TWIN PEAKS:
FIRE WALK WITH ME
"When this kind of fire starts, it is very hard to put out.
The tender boughs of innocence burn first, and the wind rises,
and then all goodness is in jeopardy."
-- The Log Lady
David Lynch's wildly misunderstood film prequel to the hit television series TWIN PEAKS has slowly garnered a belated appreciation since it's disasterous, boo-laden debut at the 1992 Cannes Film Festival. Initially viewed as an overly cryptic, misogynistic mess, time has been kind to this surreal and operatic lament to innocence corrupted.
Following the last seven days in the life of doomed high school prom queen, Laura Palmer, Lynch takes the symbols and iconography of his beloved mass media hit and reframes them in such a way as to give cinema what may be it’s greatest ever evocation of the inner psychology of a victim of rape and incest.
As Lynch draws ever closer to the night of Laura’s brutal murder, the viewer is allowed to become an intimate witness to the details of her father’s “possession” by the sadistic spirit “Bob,” a very clever and effective metaphor that ruminates on the way both an abuser and a victim can employ the concept of a “split identity” in order to cope with an increasingly unbearable reality.
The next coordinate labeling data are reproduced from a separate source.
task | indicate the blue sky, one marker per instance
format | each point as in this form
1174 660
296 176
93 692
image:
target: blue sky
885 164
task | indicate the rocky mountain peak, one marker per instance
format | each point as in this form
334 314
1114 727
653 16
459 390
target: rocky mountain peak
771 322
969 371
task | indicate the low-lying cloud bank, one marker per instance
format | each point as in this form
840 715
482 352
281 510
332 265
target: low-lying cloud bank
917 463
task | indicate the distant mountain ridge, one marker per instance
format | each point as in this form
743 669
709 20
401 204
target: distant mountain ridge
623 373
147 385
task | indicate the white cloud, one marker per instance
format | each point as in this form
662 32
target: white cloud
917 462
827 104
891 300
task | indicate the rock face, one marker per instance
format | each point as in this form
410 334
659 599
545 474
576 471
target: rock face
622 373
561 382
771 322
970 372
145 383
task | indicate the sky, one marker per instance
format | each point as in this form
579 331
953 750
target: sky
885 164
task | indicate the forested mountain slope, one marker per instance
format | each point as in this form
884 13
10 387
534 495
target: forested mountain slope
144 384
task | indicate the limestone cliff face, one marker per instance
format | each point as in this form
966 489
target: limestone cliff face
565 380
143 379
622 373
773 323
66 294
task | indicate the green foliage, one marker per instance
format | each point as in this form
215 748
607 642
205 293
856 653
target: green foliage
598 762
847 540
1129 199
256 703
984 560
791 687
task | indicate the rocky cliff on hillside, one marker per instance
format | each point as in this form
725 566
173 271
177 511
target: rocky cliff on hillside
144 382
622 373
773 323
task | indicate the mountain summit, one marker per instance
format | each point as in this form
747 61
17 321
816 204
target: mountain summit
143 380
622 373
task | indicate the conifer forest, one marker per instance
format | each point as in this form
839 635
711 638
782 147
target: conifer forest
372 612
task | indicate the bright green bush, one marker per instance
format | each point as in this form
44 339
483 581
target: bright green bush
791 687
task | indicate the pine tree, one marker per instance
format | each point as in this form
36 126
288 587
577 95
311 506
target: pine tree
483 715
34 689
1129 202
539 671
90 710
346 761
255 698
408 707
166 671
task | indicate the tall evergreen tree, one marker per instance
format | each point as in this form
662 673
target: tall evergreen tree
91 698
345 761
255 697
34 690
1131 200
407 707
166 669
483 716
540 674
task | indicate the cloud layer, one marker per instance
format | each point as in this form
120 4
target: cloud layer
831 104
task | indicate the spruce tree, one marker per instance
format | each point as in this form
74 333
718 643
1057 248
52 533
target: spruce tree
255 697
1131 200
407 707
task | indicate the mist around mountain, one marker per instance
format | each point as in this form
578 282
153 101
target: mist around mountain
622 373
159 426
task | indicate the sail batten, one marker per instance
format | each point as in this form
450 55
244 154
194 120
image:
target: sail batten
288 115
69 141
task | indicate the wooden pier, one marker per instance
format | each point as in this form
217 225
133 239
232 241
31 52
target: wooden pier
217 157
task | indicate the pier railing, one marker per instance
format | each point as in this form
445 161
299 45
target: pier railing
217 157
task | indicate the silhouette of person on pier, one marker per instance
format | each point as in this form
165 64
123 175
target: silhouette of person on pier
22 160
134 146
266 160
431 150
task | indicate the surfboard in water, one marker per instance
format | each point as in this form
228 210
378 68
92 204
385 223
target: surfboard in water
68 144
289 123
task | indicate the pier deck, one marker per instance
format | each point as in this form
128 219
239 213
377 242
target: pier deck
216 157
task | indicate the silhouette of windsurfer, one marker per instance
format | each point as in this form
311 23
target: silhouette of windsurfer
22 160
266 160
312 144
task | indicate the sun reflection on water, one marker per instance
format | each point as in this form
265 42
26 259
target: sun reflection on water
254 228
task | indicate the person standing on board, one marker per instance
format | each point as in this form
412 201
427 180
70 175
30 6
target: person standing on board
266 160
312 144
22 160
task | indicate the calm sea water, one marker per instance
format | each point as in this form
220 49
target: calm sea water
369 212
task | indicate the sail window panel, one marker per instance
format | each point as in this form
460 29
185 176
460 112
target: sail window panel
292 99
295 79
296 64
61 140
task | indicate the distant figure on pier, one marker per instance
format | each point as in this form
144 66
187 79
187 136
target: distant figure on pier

Lynch also compliments this extreme drama with some of his most beautiful and disturbing visual compositions, a gut-wrenching lead performance by Sheryl Lee, and a supremely haunting score by long-time collaborator Angelo Badalamenti.
Fire Walk With Me is without a doubt one of the most overlooked films of the 90’s, and like any great film, it has grown well with age and repeated viewings. It’s all heavy stuff, assuredly, but well worth the time for any serious cinephile.
-- originally appeared in the May 2005 issue of NATHAN, JR.


3 comments:
ah, that movie is so fantastic! one of my favorites!
Hi Garrison
I'm a regular visitor to the Dennis Cooper website, but have yet to post there. Fire Walk With Me is definitely a major work--even without seeing the series, I think it works as a whole. Have you read Lynch on Lynch? I'm not sure if I read this there, but somewhere he talks about what might have gone on if the series had not been cancelled...like having that moment where the dead Annie B in Laura's bed tells her the bad dale is in the lodge, etc, write it in your diary. this of course is before the murder. Lynch ascribes it to someone writing something about Lee Harvey Oswald in 1912, making the logic of fate and time even more mysterious.
Also, I got the great chance to shake Lynch's hand the other night in Boston. he was on his meditation tour.
See, I'm a huge fan of the TV show, but for me the movie, on some level, just doesn't work. still, I agree w/you that there's a lot of beauty and sadness, and is obviously very daring w/the incest theme. That scene of the Palmer's at dinner is haunting.